🤖 AI Summary
This work addresses the challenge of large-scale 3D surface reconstruction from multi-temporal satellite imagery, which is hindered by illumination variations, sensor heterogeneity, and the high computational cost of per-scene optimization. The authors propose SwiftGS, a novel system that leverages meta-learning to construct a hybrid representation decoupling geometry and radiance. SwiftGS predicts Gaussian primitives and a lightweight signed distance field (SDF) in a single forward pass, incorporating physics-aware rendering and a scene-conditioned meta-training paradigm to capture transferable cross-scene priors. Key innovations include a differentiable physics-informed graph model, spatially gated fusion, joint semantic-geometric optimization, and a conditional lightweight subtask head. Without requiring per-scene fine-tuning, SwiftGS achieves high-fidelity digital surface model reconstruction and view-consistent rendering while substantially reducing computational overhead.
📝 Abstract
Rapid, large-scale 3D reconstruction from multi-date satellite imagery is vital for environmental monitoring, urban planning, and disaster response, yet remains difficult due to illumination changes, sensor heterogeneity, and the cost of per-scene optimization.

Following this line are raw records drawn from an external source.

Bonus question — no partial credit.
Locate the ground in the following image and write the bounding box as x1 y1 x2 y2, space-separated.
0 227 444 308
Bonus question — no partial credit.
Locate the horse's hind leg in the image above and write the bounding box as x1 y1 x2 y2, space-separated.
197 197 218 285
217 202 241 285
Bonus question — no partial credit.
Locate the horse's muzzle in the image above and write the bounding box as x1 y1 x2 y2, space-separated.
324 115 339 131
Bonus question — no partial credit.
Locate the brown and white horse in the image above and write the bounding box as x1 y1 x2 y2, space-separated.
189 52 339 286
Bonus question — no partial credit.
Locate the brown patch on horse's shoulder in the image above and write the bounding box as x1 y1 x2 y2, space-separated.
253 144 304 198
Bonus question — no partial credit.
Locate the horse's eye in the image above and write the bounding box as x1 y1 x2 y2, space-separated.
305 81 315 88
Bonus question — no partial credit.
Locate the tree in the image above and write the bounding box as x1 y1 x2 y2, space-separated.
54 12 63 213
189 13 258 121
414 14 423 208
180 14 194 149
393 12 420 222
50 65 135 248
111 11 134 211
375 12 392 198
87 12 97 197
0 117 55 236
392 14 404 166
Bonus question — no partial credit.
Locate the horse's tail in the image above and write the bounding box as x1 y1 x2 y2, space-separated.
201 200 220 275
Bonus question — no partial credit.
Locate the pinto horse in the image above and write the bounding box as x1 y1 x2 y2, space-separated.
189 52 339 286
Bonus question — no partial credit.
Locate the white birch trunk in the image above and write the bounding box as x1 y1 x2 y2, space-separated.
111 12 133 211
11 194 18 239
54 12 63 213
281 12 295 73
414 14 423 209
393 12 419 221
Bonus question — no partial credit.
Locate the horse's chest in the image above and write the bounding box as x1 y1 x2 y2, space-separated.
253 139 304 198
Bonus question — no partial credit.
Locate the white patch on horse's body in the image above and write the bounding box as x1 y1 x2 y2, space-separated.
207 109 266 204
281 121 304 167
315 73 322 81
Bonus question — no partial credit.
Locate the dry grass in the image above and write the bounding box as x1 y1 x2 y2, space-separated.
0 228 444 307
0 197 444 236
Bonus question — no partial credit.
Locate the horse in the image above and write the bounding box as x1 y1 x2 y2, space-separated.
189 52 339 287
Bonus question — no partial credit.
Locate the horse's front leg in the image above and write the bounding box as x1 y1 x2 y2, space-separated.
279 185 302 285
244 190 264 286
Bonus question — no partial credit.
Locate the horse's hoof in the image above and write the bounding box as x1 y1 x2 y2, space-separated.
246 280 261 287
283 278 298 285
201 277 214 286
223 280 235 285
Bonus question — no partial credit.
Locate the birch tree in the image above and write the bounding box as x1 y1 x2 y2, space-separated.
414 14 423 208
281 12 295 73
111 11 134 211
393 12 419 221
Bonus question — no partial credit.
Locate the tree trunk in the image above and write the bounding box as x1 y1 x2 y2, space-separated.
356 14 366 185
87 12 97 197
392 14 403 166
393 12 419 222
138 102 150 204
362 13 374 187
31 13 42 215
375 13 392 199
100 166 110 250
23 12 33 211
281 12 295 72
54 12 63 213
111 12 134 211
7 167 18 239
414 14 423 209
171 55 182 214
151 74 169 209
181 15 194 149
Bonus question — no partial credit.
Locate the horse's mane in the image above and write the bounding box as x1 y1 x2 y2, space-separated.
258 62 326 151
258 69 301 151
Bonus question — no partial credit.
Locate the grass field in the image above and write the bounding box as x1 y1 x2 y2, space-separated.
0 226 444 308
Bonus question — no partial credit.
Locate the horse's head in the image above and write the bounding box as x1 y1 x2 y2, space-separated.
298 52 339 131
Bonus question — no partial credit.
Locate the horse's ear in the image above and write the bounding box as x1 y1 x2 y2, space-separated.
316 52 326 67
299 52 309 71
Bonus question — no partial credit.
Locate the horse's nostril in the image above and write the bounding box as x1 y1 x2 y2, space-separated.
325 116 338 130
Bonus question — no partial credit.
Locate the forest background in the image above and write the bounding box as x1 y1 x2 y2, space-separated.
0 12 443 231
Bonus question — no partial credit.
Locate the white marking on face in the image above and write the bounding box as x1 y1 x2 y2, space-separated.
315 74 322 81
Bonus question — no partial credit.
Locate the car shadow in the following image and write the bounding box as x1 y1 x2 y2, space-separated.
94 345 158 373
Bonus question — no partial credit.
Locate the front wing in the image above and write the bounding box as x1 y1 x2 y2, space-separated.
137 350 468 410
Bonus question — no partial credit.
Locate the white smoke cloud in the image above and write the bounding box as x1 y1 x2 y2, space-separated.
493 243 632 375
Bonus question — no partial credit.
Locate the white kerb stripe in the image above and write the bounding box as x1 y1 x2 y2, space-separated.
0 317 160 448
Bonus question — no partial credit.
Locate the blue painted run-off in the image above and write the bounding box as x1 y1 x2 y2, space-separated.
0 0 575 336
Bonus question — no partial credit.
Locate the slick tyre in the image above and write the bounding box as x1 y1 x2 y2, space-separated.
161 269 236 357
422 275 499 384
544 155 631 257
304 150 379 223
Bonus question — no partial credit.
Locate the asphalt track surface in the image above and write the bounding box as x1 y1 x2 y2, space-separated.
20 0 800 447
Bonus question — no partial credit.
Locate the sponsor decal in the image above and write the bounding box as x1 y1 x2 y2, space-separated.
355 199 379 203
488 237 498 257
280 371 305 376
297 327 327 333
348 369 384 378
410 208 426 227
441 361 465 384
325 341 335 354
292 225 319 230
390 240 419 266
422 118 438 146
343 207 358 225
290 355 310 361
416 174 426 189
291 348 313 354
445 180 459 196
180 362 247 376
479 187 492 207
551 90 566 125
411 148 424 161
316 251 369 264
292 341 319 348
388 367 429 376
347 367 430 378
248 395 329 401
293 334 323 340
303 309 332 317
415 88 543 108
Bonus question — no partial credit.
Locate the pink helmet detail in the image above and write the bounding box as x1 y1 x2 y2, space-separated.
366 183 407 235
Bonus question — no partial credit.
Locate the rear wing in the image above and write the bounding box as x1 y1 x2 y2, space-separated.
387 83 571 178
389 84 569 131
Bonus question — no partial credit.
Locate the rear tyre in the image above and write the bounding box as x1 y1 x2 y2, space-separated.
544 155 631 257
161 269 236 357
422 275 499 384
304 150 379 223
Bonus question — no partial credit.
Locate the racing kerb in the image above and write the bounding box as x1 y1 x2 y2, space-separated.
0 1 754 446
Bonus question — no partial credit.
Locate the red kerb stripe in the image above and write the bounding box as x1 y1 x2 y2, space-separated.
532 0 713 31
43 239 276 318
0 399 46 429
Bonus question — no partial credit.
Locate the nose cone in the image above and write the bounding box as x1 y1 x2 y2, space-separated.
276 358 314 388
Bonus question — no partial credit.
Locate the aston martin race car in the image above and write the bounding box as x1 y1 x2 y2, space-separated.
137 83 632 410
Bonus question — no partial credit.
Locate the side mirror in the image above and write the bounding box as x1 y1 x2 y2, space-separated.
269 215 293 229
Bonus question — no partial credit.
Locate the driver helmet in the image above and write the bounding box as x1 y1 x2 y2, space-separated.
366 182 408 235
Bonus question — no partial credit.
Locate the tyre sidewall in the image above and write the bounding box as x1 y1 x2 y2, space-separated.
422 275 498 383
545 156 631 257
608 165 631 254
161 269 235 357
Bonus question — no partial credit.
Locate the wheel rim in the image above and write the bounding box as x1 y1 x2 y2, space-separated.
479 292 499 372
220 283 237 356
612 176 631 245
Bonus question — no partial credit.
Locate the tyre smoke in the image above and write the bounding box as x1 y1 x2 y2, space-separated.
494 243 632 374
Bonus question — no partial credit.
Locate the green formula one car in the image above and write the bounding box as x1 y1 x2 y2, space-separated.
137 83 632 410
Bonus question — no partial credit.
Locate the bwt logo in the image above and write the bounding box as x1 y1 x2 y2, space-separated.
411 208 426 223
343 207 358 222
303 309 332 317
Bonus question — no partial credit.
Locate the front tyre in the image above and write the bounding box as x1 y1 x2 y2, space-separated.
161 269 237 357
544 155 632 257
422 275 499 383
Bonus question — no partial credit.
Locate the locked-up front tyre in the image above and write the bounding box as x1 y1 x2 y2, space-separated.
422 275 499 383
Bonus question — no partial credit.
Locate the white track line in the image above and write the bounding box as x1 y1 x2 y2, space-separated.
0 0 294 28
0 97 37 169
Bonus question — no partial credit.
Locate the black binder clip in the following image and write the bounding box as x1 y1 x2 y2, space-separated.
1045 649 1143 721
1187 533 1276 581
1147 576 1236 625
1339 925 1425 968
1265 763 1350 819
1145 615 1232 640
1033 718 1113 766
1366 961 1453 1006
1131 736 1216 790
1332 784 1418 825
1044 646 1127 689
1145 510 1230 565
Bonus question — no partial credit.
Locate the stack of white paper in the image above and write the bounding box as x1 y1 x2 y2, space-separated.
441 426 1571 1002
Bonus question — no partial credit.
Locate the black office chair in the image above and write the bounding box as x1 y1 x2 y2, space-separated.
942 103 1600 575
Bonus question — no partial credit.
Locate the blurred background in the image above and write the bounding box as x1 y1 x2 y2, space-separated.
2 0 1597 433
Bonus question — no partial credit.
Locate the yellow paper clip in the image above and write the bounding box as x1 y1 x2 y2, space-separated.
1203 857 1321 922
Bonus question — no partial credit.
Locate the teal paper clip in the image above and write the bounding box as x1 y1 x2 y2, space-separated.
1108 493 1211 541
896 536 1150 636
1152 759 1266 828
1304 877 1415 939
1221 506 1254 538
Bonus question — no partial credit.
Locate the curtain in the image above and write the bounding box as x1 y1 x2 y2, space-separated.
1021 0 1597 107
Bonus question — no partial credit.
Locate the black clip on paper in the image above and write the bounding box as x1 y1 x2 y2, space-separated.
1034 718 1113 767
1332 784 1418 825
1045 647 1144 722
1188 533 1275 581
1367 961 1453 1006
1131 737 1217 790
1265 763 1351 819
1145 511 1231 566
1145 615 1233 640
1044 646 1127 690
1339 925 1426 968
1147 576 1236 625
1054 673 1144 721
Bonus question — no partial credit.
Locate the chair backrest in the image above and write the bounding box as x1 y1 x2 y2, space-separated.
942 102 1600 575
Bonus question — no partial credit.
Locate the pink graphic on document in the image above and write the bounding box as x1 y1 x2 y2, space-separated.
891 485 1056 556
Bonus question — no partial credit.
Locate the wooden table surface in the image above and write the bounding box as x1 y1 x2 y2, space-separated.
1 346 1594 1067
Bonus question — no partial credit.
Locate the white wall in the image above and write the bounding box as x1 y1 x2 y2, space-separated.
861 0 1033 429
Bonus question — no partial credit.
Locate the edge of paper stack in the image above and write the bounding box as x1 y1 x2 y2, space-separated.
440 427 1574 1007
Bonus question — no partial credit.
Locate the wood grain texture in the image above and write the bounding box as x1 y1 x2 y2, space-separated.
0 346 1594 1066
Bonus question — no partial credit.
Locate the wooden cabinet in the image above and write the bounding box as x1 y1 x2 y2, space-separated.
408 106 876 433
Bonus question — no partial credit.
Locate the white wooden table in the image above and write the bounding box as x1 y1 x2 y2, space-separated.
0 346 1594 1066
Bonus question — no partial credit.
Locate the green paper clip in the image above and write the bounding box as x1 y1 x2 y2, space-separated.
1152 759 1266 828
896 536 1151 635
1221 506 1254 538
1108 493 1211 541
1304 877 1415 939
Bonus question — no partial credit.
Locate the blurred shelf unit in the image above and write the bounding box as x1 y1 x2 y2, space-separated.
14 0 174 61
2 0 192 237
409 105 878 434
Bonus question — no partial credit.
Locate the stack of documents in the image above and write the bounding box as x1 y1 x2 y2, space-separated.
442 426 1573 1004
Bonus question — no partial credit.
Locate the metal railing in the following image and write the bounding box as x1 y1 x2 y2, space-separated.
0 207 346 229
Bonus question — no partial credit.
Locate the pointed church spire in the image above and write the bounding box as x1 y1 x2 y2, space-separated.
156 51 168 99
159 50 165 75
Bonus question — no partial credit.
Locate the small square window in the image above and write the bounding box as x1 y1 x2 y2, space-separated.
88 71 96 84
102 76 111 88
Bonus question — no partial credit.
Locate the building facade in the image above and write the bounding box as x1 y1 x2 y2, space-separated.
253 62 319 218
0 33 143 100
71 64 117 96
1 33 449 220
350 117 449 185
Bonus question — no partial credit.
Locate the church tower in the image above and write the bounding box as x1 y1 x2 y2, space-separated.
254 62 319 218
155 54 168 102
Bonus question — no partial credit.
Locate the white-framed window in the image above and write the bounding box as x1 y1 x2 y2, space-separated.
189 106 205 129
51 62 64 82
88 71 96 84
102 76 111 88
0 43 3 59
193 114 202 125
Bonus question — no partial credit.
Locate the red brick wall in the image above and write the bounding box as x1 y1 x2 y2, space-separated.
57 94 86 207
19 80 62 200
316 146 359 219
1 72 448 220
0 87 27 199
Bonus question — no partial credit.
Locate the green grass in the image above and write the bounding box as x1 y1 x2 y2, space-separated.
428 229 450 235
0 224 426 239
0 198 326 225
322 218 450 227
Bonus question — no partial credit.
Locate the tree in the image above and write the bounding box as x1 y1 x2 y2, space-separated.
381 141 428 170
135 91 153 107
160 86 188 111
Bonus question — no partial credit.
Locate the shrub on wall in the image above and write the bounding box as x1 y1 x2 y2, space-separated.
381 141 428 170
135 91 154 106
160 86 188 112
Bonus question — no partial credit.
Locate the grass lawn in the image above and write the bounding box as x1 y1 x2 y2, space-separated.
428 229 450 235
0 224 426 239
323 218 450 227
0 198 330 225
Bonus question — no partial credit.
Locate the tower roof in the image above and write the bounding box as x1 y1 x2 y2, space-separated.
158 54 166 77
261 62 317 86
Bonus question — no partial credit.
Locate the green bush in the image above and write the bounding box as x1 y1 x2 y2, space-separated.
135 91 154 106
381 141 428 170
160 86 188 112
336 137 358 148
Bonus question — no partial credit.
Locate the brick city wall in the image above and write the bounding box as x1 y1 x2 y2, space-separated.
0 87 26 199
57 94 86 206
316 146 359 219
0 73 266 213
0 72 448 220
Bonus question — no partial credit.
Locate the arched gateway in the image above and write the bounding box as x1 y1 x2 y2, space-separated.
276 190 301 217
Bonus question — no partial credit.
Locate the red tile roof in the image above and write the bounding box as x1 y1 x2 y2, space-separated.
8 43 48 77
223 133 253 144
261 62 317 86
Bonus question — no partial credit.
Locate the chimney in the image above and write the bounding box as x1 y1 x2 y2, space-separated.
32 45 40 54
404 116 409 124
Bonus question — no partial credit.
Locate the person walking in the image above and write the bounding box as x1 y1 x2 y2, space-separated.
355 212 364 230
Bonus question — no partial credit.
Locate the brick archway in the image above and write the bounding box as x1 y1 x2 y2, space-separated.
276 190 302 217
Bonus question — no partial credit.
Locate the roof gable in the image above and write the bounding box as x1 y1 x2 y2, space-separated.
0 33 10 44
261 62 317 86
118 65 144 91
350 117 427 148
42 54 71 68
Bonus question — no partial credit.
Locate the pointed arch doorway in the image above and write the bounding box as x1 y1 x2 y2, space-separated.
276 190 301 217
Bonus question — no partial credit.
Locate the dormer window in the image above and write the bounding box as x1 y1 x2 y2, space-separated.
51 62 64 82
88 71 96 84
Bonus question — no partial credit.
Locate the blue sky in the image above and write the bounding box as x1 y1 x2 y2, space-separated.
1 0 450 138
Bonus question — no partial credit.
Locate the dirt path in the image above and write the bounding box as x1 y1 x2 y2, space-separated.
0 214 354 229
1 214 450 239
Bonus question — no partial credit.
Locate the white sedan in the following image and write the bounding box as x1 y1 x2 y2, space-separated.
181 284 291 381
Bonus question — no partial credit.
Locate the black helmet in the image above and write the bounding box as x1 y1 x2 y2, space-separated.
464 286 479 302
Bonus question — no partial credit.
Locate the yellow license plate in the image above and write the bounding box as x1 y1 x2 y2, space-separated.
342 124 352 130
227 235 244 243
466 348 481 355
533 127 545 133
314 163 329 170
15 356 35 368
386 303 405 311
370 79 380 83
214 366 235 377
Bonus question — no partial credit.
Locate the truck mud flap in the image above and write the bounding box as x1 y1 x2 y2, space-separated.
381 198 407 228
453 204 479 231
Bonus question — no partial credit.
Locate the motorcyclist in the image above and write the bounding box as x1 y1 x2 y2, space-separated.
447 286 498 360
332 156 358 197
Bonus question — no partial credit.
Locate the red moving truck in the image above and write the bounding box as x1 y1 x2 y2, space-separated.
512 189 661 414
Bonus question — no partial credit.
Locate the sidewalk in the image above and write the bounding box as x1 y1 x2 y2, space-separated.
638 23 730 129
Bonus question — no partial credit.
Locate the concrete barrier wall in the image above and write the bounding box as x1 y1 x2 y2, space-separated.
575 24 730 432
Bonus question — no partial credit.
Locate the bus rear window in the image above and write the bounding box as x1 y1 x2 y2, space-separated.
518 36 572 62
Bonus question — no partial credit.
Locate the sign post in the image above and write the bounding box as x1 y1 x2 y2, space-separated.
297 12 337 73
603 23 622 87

We introduce SwiftGS, a meta-learned system that reconstructs 3D surfaces in a single forward pass by predicting geometry-radiation-decoupled Gaussian primitives together with a lightweight SDF, replacing expensive per-scene fitting with episodic training that captures transferable priors. The model couples a differentiable physics graph for projection, illumination, and sensor response with spatial gating that blends sparse Gaussian detail and global SDF structure, and incorporates semantic-geometric fusion, conditional lightweight task heads, and multi-view supervision from a frozen geometric teacher under an uncertainty-aware multi-task loss. At inference, SwiftGS operates zero-shot with optional compact calibration and achieves accurate DSM reconstruction and view-consistent rendering at significantly reduced computational cost, with ablations highlighting the benefits of the hybrid representation, physics-aware rendering, and episodic meta-training.